Ontario Provincial Parks

After visiting Voyageurs National Park, we drove back to Grand Portage through Canada and visited two Ontario Provincial Parks.  Ontario has 112 Provincial Parks, about the same as you find in the state of Texas.  Ontario’s size is equivalent to Texas and Montana combined.

Quetico Provincial Park
North West Company canoe
Some silly looking voyageurs
Blustery day along the trail
One of many canoe trails

The first provincial park we visited was Quetico:  “a wilderness sanctum in the heart of the continent.”  Quetico is the Canadian equivalent of Voyageurs.  It is a water wilderness with over 1 million acres accessible only by water.  There are not as many powerboats at Quetico as there are at Voyageurs and there are many canoe routes where only canoes and kayaks are allowed.  There are over 2,000 campsites set up on the islands of Quetico.  We checked out the Visitor Center (stopped in the restrooms) which was an odd mix of nature, history, and a tiny little gift shop packed to the gills with items to buy.  We couldn’t really enjoy the gift shop, however, because we were trying not to knock over stacks of shirts and towers of hats.

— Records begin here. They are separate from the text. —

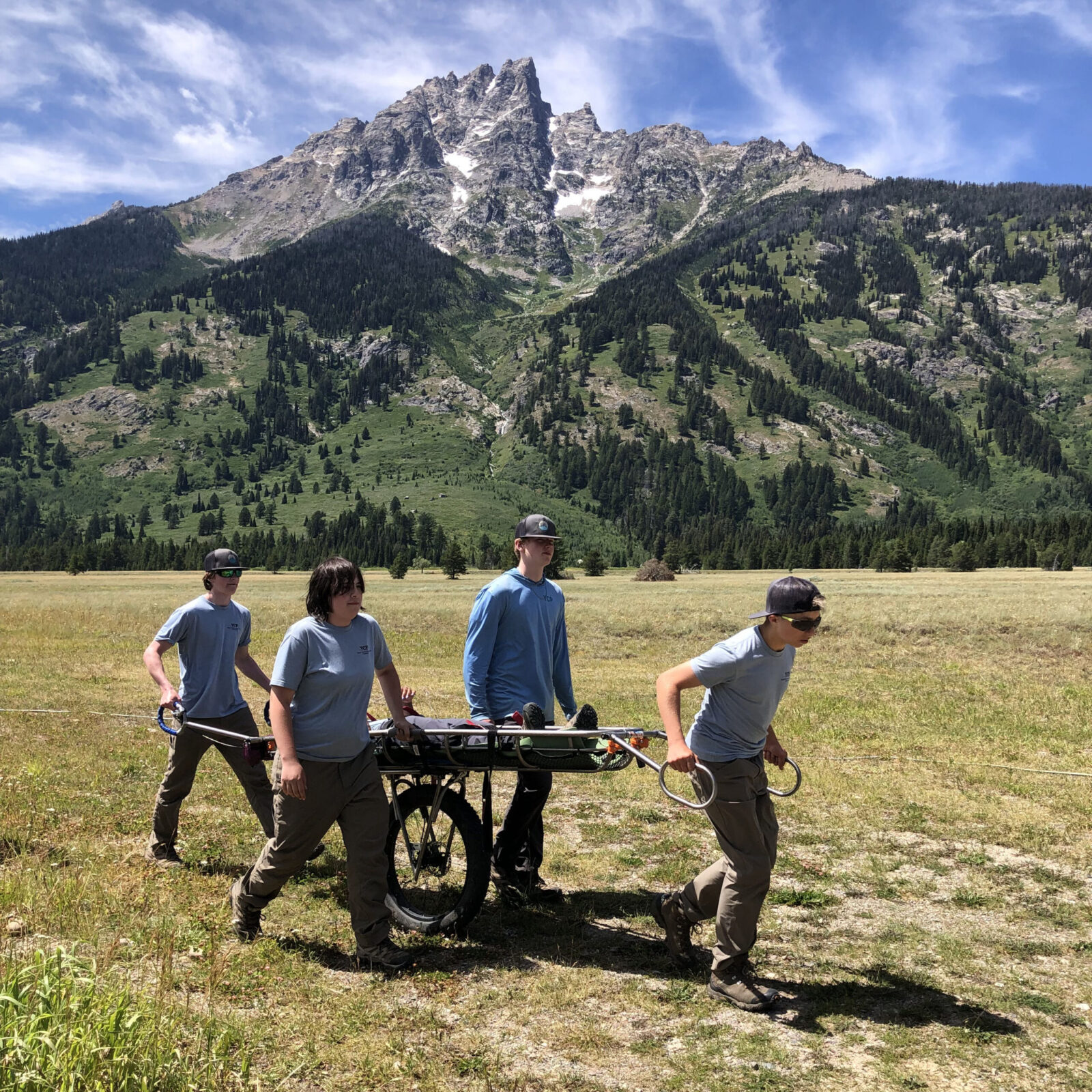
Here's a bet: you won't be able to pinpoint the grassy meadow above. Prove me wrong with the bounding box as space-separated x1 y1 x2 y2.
0 570 1092 1092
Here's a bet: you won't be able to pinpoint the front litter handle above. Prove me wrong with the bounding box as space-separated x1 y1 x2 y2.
155 704 186 736
766 756 804 796
610 735 717 811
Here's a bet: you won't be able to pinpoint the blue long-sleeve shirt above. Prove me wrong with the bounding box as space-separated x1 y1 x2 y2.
463 569 577 721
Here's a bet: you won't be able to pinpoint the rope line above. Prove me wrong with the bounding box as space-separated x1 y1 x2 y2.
796 755 1092 777
0 708 1092 777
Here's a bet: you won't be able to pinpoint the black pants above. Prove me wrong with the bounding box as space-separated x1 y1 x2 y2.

We took the boardwalk hike at the Visitor Center.  They said the hike was a 1 km loop, but we couldn’t find the loop part and ended up hiking closer to two miles.  We were fine with that because we had been in the truck for a while and it was good to stretch our legs.  It was a drizzly day, but the scenery was beautiful.

Kakabeka Falls provincial park
The falls from the north
Kaministiquia River valley
View from the top of the falls
Another angle from the bridge over the falls
Looking down at the falls
The falls from the south side
Your favorite travelers
Another famous portage

The second provincial park we visited on our way home was Kakabeka Falls.  This park is very close to Thunder Bay and is on the Kaministiquia River.  It may not be the tallest waterfall in Ontario, but it is definitely impressive.  It was traditionally one of the routes of the voyageurs and, when the North West Company moved from Grand Portage to Fort William (Thunder Bay), there was a long portage around this waterfall.

One of the things we really liked about Kakabeka was the boardwalk overlooks on both sides of the falls.  We walked down to one overlook on the north side of the river, then walked across a bridge which gave us more viewpoints, and ended up at several overlooks on the south side of the river.  There is a large, spacious campground at Kakabeka Falls.

It was nice to explore a couple of provincial parks in Ontario, even if we didn’t spend very long at either of them.  The provincial parks in Canada are just as beautiful and diverse as any state parks in the United States.